Science publishes an international research with the participation of the UVa, which can help to design new non addictive treatment against the pain
The Science magazine has published this Thursday, the 17th of July, a research developed by an international team, with the leading part of the Innate Immunity and Inflammation Group from the Biology and Molecular Genetics Institute (IBGM by its abbreviation in Spanish), joint center of the University of Valladolid and the CSIC (The Spanish National Research Council), in which it is described a molecular mechanism which could help to design new analgesics (synthetic compounds which produce the same effects than the opioids).
Thanks to this research, developed in vitro in human leukocytes and with genetically modified mice, it has been discovered a new function of the IREA1 endoplasmic reticulum, which acts as inductor of the production of prostaglandins, mediators of the inflammatory reaction, which are mainly produced in the leukocytes and regulate the level of response to pain.

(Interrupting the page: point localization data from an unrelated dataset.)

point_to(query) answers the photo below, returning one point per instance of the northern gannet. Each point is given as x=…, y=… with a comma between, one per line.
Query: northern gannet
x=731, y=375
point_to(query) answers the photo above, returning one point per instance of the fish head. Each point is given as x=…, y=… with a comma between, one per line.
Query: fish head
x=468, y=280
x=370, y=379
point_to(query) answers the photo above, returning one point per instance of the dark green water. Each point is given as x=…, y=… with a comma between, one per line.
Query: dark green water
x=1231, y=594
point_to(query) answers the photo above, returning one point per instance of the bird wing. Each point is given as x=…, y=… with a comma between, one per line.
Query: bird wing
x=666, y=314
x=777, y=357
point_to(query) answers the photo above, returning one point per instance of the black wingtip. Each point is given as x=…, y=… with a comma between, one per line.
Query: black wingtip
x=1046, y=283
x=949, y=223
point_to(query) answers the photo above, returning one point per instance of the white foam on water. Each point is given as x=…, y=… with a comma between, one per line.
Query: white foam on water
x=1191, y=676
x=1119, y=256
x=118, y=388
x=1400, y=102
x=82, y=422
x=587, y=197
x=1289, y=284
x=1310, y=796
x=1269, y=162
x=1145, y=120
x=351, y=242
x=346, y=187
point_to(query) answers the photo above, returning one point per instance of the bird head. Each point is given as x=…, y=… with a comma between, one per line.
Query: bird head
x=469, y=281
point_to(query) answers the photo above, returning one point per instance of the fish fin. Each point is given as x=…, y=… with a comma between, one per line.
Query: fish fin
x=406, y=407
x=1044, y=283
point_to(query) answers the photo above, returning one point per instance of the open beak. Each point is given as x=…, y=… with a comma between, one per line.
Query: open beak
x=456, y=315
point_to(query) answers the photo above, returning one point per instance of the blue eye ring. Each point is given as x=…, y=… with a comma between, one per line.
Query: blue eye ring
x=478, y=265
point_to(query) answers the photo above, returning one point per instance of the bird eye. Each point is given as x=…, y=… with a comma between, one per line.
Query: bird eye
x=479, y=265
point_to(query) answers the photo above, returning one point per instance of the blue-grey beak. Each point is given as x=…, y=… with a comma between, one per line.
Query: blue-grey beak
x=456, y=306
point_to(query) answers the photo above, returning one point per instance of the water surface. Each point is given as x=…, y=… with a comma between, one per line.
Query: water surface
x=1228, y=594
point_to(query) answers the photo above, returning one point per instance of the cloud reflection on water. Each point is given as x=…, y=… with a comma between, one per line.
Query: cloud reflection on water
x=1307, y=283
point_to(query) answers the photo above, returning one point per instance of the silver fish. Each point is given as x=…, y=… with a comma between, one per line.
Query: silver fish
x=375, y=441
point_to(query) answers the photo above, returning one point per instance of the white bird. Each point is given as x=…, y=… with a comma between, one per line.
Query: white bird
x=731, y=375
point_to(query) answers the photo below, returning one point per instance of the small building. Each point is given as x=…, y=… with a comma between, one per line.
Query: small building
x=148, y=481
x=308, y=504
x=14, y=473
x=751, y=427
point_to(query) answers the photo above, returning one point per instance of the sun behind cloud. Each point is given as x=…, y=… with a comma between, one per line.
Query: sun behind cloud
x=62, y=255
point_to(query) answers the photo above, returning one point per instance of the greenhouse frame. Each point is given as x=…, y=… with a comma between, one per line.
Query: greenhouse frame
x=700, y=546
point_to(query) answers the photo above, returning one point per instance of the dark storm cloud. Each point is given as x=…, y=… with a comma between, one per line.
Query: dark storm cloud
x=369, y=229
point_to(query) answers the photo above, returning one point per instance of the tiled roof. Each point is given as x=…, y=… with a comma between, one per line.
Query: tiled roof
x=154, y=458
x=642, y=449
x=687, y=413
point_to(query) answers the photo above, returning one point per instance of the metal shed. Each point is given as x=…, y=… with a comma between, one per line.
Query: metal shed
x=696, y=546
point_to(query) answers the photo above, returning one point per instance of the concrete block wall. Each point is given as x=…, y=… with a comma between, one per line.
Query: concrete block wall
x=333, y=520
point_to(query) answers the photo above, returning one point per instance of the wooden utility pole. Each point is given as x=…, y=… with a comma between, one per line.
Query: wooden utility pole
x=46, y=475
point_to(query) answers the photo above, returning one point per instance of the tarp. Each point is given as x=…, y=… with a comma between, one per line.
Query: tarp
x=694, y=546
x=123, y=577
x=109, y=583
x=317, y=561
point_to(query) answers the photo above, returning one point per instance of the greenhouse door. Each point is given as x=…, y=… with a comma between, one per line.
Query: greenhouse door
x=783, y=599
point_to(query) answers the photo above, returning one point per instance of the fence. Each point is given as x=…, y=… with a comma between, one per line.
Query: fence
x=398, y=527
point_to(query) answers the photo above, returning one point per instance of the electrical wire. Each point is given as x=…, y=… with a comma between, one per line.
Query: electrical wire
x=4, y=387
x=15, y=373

The contribution to this research is the discovery of a potentially bullseye to treat the pain without the necessity of using opioids, whose consumption is turning into countries such as United States in a real public health issue. “If we find a drug which act by this mechanism, this would help to reduce the opioids effects specially in people with chronic pain”-explains the professor Mariano Sánchez Crespo, who has led these researchers in the Institute of Biology and Molecular Genetics (joint center of the University of Valladolid-CSIC) and he coordinates the Innate Immunity and Inflammation Group, from which the researchers Nieves Fernández García, Carmen Herrero Sánchez, Cristina Mancebo Tejero, Sara Alonso Martín and José Javier Fernández take part.
In this research five groups of American researchers have taken part and they were led by the researcher of Cornell University from New York, Juan R. Cubillos-Ruiz, with whom the Innate Immunity and Inflammation Group of the UVa cooperates since 2015.
“What we wanted was to understand how the stress from the endoplasmic reticulum affects the functioning of the cells in the immune system and, especially the production of some cytokines (molecules released by the leucocytes which act as mediators of the inflammatory reaction)”- explains Mariano Crespo.